Fast forward two years and Dlugach played in two games with Triple-A Toledo in September. He remained on the roster and helped the Mud Hens win the International League's Governors' Cup.
"It was a fun experience because I was a young guy coming up and I didn't know any of these guys," Dlugach said. "It was more of a veteran team and I was kind of new to the organization. I was just trying to make the plays and help the rest of those guys win it."
Dlugach, who also played basketball and golf in high school, has been a shortstop since he was 9 years old.
"I grew up a huge Cleveland Indians fan and I was a small guy until my junior year in high school," he said. "I grew about six inches - from 5-9 to 6-3 - and I grew another inch my senior year. Omar Vizquel was the guy I watched. I always admired how he made all the plays look easy."
Dlugach has a baseball pedigree. His father, Mike, made it to the Triple-A level in the Chicago White Sox organization.
"My mom, Mary Ellen, gave me the height," Dlugach said, "so I thank her for that. She's only 5-9, but all of her brothers are 6-4. My dad is about 5-11."
Despite Dlugach's solid start at the plate this season, he is still working with Parrish and Mud Hens hitting coach Leon "Bull" Durham on improving his mechanics.
"You can always improve hitting," Dlugach said. "The main thing I'm trying to do is work on staying consistent and being consistently aggressive. In the past when I go bad, I don't trust myself and I get unaggressive. Now I'm just trying to be confident and stay aggressive and trust what me and Bull and LP (Parrish) have been working on."
Said Parrish, "He sort of has a tendency to come around the ball top-hand heavy. We've worked with him to hit through the ball better - it's the old palm up, palm down thing. He's been working on it every day. It's a habit he's trying to break. It doesn't always work, but he's been doing much better with it. I think that's why you're seeing home runs. He's been capable of that.
"He's a big kid, a strong kid. He hasn't really shown me what he's capable of yet offensively. He's capable of hitting double digits in home runs. He can play in the big leagues defensively."

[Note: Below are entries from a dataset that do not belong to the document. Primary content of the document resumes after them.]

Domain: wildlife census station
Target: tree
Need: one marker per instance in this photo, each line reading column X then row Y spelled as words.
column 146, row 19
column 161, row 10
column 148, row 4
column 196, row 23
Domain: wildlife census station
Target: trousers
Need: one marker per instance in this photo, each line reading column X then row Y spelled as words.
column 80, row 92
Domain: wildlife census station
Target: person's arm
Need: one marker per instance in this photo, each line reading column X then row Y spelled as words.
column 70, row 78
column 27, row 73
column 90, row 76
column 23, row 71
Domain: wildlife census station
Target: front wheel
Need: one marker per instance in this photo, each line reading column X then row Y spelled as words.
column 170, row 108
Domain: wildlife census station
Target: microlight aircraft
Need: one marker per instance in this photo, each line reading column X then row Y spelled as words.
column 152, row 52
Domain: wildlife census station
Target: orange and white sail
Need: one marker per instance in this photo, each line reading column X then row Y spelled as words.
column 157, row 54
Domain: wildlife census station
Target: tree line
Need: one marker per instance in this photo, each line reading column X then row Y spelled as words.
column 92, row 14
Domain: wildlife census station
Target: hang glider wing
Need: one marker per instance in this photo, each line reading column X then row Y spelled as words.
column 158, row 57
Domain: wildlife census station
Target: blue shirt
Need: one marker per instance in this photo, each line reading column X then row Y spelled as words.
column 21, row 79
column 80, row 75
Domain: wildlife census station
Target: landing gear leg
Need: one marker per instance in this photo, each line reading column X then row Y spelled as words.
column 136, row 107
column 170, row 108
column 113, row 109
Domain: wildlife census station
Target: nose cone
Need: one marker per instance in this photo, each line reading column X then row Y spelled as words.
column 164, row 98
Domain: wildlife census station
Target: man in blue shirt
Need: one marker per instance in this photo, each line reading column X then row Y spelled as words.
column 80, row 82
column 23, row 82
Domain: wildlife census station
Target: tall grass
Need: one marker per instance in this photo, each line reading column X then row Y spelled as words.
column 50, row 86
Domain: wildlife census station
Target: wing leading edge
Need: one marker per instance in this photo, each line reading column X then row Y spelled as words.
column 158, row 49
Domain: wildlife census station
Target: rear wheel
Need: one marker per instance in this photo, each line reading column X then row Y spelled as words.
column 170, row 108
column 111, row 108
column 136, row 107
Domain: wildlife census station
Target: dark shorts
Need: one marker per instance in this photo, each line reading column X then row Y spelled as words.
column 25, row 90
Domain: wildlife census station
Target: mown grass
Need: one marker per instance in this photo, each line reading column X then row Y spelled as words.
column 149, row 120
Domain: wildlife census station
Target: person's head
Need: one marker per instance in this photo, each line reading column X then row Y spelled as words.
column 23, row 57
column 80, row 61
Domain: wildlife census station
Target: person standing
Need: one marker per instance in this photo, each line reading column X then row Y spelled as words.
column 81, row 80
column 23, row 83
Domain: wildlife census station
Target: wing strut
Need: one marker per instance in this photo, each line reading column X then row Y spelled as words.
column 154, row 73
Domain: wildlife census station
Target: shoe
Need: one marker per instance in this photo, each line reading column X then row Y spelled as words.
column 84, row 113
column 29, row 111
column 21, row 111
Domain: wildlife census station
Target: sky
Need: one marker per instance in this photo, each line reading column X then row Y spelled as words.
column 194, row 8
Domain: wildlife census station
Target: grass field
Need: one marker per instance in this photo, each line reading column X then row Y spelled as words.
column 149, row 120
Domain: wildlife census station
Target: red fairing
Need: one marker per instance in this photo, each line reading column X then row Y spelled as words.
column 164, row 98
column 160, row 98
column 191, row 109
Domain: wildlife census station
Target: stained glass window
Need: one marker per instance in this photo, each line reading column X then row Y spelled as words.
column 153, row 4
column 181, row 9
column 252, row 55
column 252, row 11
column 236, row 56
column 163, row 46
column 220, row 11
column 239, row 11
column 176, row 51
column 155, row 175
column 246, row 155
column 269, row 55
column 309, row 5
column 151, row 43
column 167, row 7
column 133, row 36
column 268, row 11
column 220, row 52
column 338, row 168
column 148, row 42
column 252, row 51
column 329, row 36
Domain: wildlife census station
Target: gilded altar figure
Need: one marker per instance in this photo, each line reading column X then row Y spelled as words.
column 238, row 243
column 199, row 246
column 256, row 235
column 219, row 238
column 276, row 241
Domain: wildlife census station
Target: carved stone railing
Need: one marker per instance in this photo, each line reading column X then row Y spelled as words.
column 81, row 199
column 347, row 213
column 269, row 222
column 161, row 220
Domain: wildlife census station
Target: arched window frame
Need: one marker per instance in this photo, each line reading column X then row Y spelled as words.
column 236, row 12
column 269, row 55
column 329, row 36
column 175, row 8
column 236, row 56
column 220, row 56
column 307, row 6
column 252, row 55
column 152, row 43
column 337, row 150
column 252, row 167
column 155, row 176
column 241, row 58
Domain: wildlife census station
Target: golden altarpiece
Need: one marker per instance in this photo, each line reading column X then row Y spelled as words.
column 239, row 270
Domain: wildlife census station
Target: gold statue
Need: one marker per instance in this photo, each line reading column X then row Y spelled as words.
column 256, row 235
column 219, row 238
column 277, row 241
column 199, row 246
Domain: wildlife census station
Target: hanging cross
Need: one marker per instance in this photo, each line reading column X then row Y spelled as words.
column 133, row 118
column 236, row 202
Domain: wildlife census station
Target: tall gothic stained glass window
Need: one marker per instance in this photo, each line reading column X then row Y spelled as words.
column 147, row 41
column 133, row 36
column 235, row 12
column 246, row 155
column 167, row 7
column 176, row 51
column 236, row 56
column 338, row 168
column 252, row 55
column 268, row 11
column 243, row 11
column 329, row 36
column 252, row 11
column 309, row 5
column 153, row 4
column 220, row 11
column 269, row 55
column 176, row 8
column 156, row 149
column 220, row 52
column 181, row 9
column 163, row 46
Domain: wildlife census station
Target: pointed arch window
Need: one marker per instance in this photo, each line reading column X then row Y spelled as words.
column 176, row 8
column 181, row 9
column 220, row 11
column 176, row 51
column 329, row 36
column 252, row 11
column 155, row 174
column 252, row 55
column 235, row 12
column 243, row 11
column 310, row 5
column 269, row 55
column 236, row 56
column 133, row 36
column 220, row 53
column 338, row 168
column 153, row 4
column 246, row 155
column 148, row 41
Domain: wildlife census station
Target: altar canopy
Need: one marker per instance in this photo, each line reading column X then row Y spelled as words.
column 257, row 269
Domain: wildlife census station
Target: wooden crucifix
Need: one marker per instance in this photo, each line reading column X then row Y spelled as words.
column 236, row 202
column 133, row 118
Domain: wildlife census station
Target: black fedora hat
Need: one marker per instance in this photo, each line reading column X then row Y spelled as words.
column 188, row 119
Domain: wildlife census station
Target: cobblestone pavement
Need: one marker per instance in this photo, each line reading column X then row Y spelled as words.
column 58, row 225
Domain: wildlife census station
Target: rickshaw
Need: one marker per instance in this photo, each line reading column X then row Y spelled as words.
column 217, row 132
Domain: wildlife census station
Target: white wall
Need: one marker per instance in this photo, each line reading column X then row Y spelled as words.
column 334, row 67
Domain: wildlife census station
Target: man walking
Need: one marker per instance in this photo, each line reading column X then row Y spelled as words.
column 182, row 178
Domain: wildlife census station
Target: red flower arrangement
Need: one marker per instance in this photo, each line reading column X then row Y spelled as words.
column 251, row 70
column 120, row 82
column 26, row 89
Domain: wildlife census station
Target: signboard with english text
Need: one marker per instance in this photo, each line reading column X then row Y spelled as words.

When told what Parrish, a 15-year major league veteran and a two-time All-Star, said about his ability at shortstop, Dlugach raised his eyebrows and smiled.
"That's a nice compliment coming from him, because he's seen a lot of games," Dlugach said. "I have confidence in what I'm doing out there. I still have some things I need to improve on. I work hard and try to improve on those things." Dlugach said his No. 1 goal this season is to stay injury-free.
"I feel if I do that, then my other goals - to play hard and have fun - out of those three things, the rest will take care of itself," he said. "I learned a long time ago, you have to take care of what you can take care of and not look ahead or behind you."